We decided long before the move, in order to save for the house and build the homestead, not to buy anything new (unless absolutely necessary) and to repurpose and recycle as much as possible. Make good use of the things that we find; things that the every day folks leave behind. If you know where to look and who to barter, it’s there for the salvaging. Plus it’s amazing what you can do with a pallet! As is what's considered waste.
Despite a late start, we got the vegetable garden going and had a productive first year. Using the No Dig and Hügelkultur method for raised beds, the contents of which we foraged from the forest floor. We grew enough produce to see us through to October with some left to preserve. We have five free-ranging rescue hens (Rita, Ginger, Tito, Insky and Nugget) and three ducks (Puddles, Plonker and Patch) so fresh eggs daily.
An Taigh Dubh is a foragers dream. Spring brings Nettles and all manner of edible greens. In Summer the meadow is abundant with wildflowers. Autumn brings with her an array of fungi. We have Horse Chestnut, Elder, Rowan, Hawthorn and Rose Hip. Plus Beech, Wych Elm, Oak, Sycamore, Birch, Alder, Rowan and Lime. European Larch, Douglas Fir, Sitka and Norwegian Spruce.

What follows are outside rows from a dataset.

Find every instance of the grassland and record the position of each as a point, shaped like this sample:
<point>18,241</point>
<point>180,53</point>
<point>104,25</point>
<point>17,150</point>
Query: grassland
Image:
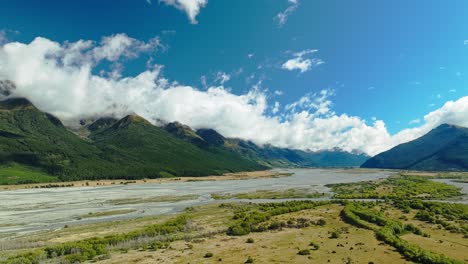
<point>394,230</point>
<point>396,187</point>
<point>270,194</point>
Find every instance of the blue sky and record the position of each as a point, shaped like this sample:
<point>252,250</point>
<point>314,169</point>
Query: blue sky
<point>393,60</point>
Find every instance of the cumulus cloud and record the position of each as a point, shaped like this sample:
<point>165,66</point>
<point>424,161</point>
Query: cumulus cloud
<point>222,78</point>
<point>415,121</point>
<point>52,76</point>
<point>191,7</point>
<point>282,17</point>
<point>301,62</point>
<point>3,38</point>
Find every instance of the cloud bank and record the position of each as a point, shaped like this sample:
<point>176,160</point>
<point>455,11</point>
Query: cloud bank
<point>282,17</point>
<point>301,62</point>
<point>190,7</point>
<point>63,79</point>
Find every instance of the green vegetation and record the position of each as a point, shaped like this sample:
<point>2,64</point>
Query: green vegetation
<point>156,199</point>
<point>270,194</point>
<point>153,236</point>
<point>250,260</point>
<point>397,187</point>
<point>255,218</point>
<point>14,173</point>
<point>200,231</point>
<point>389,231</point>
<point>314,245</point>
<point>452,217</point>
<point>442,149</point>
<point>208,255</point>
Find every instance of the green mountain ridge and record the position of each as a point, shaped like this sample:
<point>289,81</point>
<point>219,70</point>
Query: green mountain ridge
<point>267,155</point>
<point>130,148</point>
<point>444,148</point>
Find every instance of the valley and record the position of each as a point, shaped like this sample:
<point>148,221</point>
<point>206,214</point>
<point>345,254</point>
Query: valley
<point>189,226</point>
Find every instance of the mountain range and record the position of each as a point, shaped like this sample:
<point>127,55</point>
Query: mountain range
<point>444,148</point>
<point>132,147</point>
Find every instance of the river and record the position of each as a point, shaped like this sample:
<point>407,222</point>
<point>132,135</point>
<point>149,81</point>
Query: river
<point>31,210</point>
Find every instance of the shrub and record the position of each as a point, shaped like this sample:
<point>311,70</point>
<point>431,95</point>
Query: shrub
<point>335,234</point>
<point>314,245</point>
<point>321,222</point>
<point>249,260</point>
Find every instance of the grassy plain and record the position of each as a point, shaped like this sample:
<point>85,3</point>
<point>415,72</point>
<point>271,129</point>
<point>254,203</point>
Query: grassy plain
<point>401,229</point>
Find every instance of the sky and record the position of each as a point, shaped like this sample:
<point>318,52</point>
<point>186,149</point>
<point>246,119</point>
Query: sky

And if that weren't enough, there's an infinite supply of leaf mulch which makes for the best compost. Or a lifetimes supply of manure. Thanks to the kind farmer who when we asked if had spare, overestimated how much. When we saw the tractor with large trailer in tow, it was apparent that we had seriously underestimated his generosity.
There’s no question An Taigh Dubh was meant for us. Life had become mundane, She offered us the escape we so both desperately needed. Many think we’re mad swapping certainty, holidays and luxuries for the unknown. And they’d be right.